Is paying off the mortgage early good financial decision?

Mortgage free

Is paying off the mortgage early sound financial decision? Real estate agents, bankers, financial advisers, and money managers have their opinion. There is no one size fits all, and the decision to contribute a little extra on top of your monthly payment should come after some serious consideration.

 Do you have an emergency fund in place?

Without one that covers 3 to 6 months of monthly expenses, you shouldn’t even be thinking of making those contributions. Instead, make savings a priority. How much you should put away largely depends on your age, job situation, and household income. If you have an unstable position (seasonal job, freelancing, etc.), more is better. However, if your job seems secure, plus you live in a two incomes household, you might be okay with having three months’ worth of savings.

How much do you owe outside of your mortgage?

When you are drowning in credit card, student or personal loan debt, adding to your principal doesn’t make sense! If your mortgage interest rate is 4%, but your credit card charges you 22% you know what to do! Pay off your credit card and everything else you owe first! Here are some ideas on how to do that.

You have no other debts. What’s next?

This is the situation that brings confusion. But it is a nice place to be! Assuming you are contributing at least 15% of your income into retirement accounts and still have room for increased mortgage payments, what should you do? Let the house loan run its course, and invest the extra cash flow they have? Or should you put every spare cent towards the principal, be done with it in record time, and invest afterward? Let’s examine it closer.

The biggest pros for paying it faster

When you decide to add an extra amount of money each month towards your principal, two major things happen: you save tons of money in interest and the life of the loan becomes much shorter. To find out how much time you could save, use this mortgage calculator.

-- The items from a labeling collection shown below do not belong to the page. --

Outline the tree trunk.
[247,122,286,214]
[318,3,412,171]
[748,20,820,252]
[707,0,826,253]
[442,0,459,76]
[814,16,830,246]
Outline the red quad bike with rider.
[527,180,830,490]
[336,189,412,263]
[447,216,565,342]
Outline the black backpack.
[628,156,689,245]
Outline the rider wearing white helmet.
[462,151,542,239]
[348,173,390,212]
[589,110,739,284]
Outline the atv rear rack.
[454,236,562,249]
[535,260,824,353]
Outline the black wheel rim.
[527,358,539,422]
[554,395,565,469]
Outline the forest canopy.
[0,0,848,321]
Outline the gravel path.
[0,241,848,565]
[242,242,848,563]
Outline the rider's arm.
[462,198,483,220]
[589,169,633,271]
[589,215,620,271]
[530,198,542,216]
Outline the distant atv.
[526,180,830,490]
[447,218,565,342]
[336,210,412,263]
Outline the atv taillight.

For example, if you are buying a house for $100,000, with a 20% downpayment, a 3.5% interest rate, 30-year fixed, your monthly payment will be around $360, not including property taxes and monthly insurance. Adding just 100 dollars every month not only would save you $17,455.47 in interest, but you would pay off the mortgage in 20 years and 3 months. Almost 10 years ahead of the schedule!

Extra cashflow

Once you are clear of any mortgage payments, your budget needs a major adjustment to accommodate increased cashflow.  I recommend using a portion of it to enjoy, after all, you deserve it! The other portion should be invested, either in stocks, bonds, or simple CD’s. Or if you want, you could save it and perhaps purchase a rental unit. After all, the real estate is the force behind building the wealth in this country!

Emotional benefit

Unfortunately, the investment community is predominantly focused on the financial benefits of these decisions, leaving the emotional part of it on the side. But the moment you pay the last of what you owe and become DEBT FREE should have a tremendous impact on your well being! Just the fact that you are no slave to the lender anymore gives you a new sense of freedom. For many people, that’s the feeling they forgot since they carried on various loans for the past 30 or more years of their lives!

When was the last time you didn’t have to worry about any payments?

Cons for paying off the mortgage early

The biggest reason why many people decide to carry on the loan is the low-interest rate they got on the mortgage. When you pay 4% or less in interest and invest the extra money that can yield a 10% return, wouldn’t that be a better return on your investment?

Tax benefits

Another huge benefit is the possibility to deduct mortgage interest when filing for taxes. The 2017 Tax Cuts and Job Act law allows homeowners to deduct the interest they pay for the year for the first $750,000 of the mortgage for the qualified residence. Previously, that cap was $1 million. The Government wants to encourage homeownership, and this is one of the ways. Deducting the mortgage interest from taxable income, you lower your tax bill, which can put you in a different tax bracket.

At the end of the day

I believe that the decision for paying your mortgage early for you might not be the right one for you, as it is for me. In many cases, pen and paper might be a good place to start evaluating the options you have. Also, don’t be afraid to ask for help. A good financial advisor can do wonders for your financial life!